Robert Peake’s portrait of Queen Elizabeth and her courtiers on a wedding procession at Blackfriars in June 1600. High status explains the strange combination of fine silk and satin suits, elaborate ruffs, tight hosen – and swords.

Sir William Cecil, Lord Burghley: the queen’s principal secretary and for forty years her most trusted advisor. Also an architect, art patron, garden designer, antiquary, bibliophile, educationalist and loving husband.

Sir William Cecil presiding over the Court of Wards and Liveries – one of the many ways in which the Crown exercises power and influence.

Most Elizabethan painting is portraiture: miniatures and formal portraits. Therefore most English artists only achieve domestic fame. This allegory of conjugal love from the early 1590s is by Isaac Oliver, arguably the most accomplished painter in England.

Isaac Oliver also drew this lamentation over the dead Christ. Religious art is rare after the Reformation and generally created only for private collectors, so you will need to ask to see many of the finest works.

Sir Walter Raleigh: lawyer, courtier, writer, soldier, shipbuilder, explorer, historian, wit and all-round Elizabethan polymath.
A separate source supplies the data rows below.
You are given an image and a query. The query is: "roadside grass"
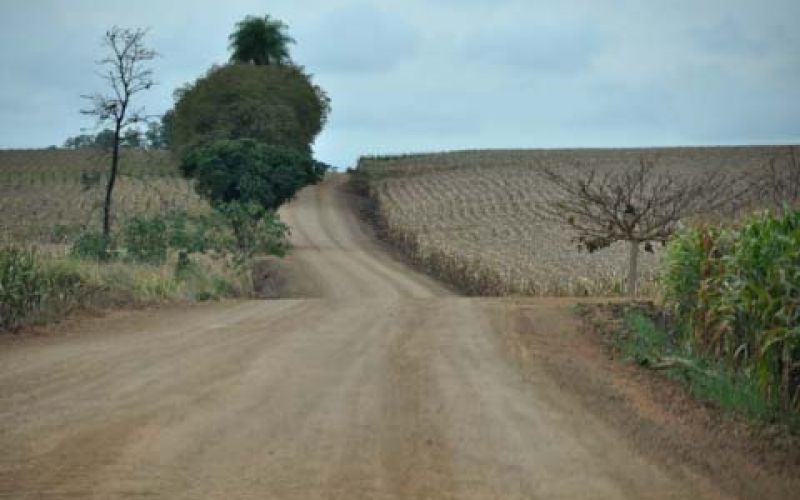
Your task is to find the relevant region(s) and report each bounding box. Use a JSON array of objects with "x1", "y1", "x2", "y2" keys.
[
  {"x1": 611, "y1": 307, "x2": 800, "y2": 435},
  {"x1": 0, "y1": 247, "x2": 253, "y2": 331}
]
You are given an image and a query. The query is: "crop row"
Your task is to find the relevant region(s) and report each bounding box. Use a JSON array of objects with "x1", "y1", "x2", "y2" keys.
[{"x1": 359, "y1": 147, "x2": 786, "y2": 295}]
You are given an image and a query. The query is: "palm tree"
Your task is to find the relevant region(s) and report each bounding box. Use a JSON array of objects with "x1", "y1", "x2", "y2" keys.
[{"x1": 229, "y1": 16, "x2": 294, "y2": 66}]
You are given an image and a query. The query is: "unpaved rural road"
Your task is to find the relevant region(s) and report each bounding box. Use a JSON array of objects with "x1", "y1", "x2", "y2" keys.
[{"x1": 0, "y1": 178, "x2": 732, "y2": 500}]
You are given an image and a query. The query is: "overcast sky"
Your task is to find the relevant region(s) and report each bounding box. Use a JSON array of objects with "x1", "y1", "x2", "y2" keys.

Executed in the next reign for failing to find El Dorado.

Christopher Marlowe: maverick, atheist and all-round controversialist but a literary genius. Killed in a fight over a supper bill.

Henry Percy, 9th earl of Northumberland: the man who managed to get himself £15,000 in debt within eighteen months of inheriting an annual income of £3,363.

This image of a young man by Isaac Oliver shows the new taste for full-length portraits at the end of the reign – and the dandyish fashions, with high, wide-brimmed hats, short doublets worn without breeches, and delicate garters.

For the wealthy, music, food and dancing regularly go together. The gentleman here is just about to jump high, leap, kick and cavort energetically. In that dress, the lady will be considerably more restrained.

For ordinary people, meals are a more sedate affair. Most eating, cooking, food preservation, childcare and household work all takes place in a single hall.